Improved Design Pattern for Unit-Testable Event-Based (SAX) Parsers

18 Jun 2012 | Two-minute read


Previously, I wrote about a design pattern for unit-testable event-based (SAX) parsers. At that time, I had used the pattern for a couple of parsers, and found it to be very successful. Since that time, I’ve used it for another parser that imposed some different restrictions. Rather than throw out the existing architecture, I found the design pattern was well suited to the different restrictions. The end result was an even better pattern, with fewer code paths.

First, what was the problem with the initial design? If you recall, the pattern consists of a stack of parsers. One of the arguments to the child parser is an object to accept the generated data. This works well only in limited situations where there is only one object that accepts the generated data. Where there are multiple, especially where they have different interfaces, the pattern requires switching depending on the supplied object.

An alternative and better approach is to use a delegate function/object to handle the generated data.
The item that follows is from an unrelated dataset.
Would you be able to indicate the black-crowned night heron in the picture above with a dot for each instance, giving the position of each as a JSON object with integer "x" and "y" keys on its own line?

In this way, the logic to handle the generated data can vary depending on the object.

Additionally, with this approach, we can omit the separate begin/finish functions, handling everything in startElement and endElement.

void CCustomerInfoMiniParser::CCustomerInfoMiniParser(std::function<void(Order*)> set_contact_delegate)
   : _set_contact_delegate(set_order_delegate)
{
}
void CCustomerInfoMiniParser::~CCustomerInfoMiniParser()
{
   //This will be not null in the case of an error
   delete _contact;
}
void CustomerInfoMiniParser::startElement(string& elementName, attributeMap& attrs)
{
   ++_depth;
   if (_depth == 1)
   {
      //We have started parsing customer information so create the member
      //that will contain the data
      _contact = new Contact;
   }
   else if (_depth == 2)
   {
      if (elementName.compare("Contact") == 0)
      {
         _contact->firstName = attrs.getAttribute("firstName");
         _contact->lastName = attrs.getAttribute("lastName");
      }
      ... // Handle other elements
      else
      {
         //If we didn't know what this element is, create a
         //null mini-parser to eat the elements (see the next section)
         _miniParser = new NullMiniParser();
         _miniParser-&amp;gt;startHandler(elementName, attrs);
         //This is the depth where we need to end the mini-parser
         //(see endElement)
         _miniParserEndDepth = 2;
      }
   }
}
void CustomerInfoMiniParser::endElement(string& elementName)
{
   
   //See the next section for details on the null mini-parser
   if (_miniParser != nullptr)
   {
      if (_depth == _miniParserEndDepth)
      {
         _miniParser->endHandler();
         delete _miniParser;
         _miniParser = nullptr;
      }
      else
      {
         _miniParser->endElement(elementName);
      }
   }
   if (_depth == 1)
   {
      _set_contact_delegate(_contact);
      _contact = nullptr;
   }
   --_depth;
}

Then when you create the CustomerInfoMiniParser, supply the delegate using an lambda. For example,

void OrderParser::startElement(string& elementName, attributeMap&; attrs)
{
   ++_depth;
   if (_depth == 2) //In this case, skip the root element, so start at 2
   {
      if (elementName.compare("CustomerInfo") == 0)
      {
         Order* order(order_);
         _miniParser = new CustomerInfoMiniParser([order](Contact* contact){order->setContact(contact);});
         //This and the following line create and initialize the mini parser that
         //will handle sub-elements, including the PaymentInfo. Notice that the
         //mini-parser gets the _order object, which is where it will add it's
         //parsed data
         _miniParser->startHandler(elementName, attrs);
      }
      ... //Add appropriate for each type at level of 2
   }
   else if (_depth > 2)
   {
      //Forward the event to the mini-parser
      _miniParser->startElement(elementName, attrs);
   }
}

Although things seem complex, with an appropriate abstract implementation of the IMiniParser interface, things get incredibly simple. I’m working on publishing the fully implemented example. Just be patient.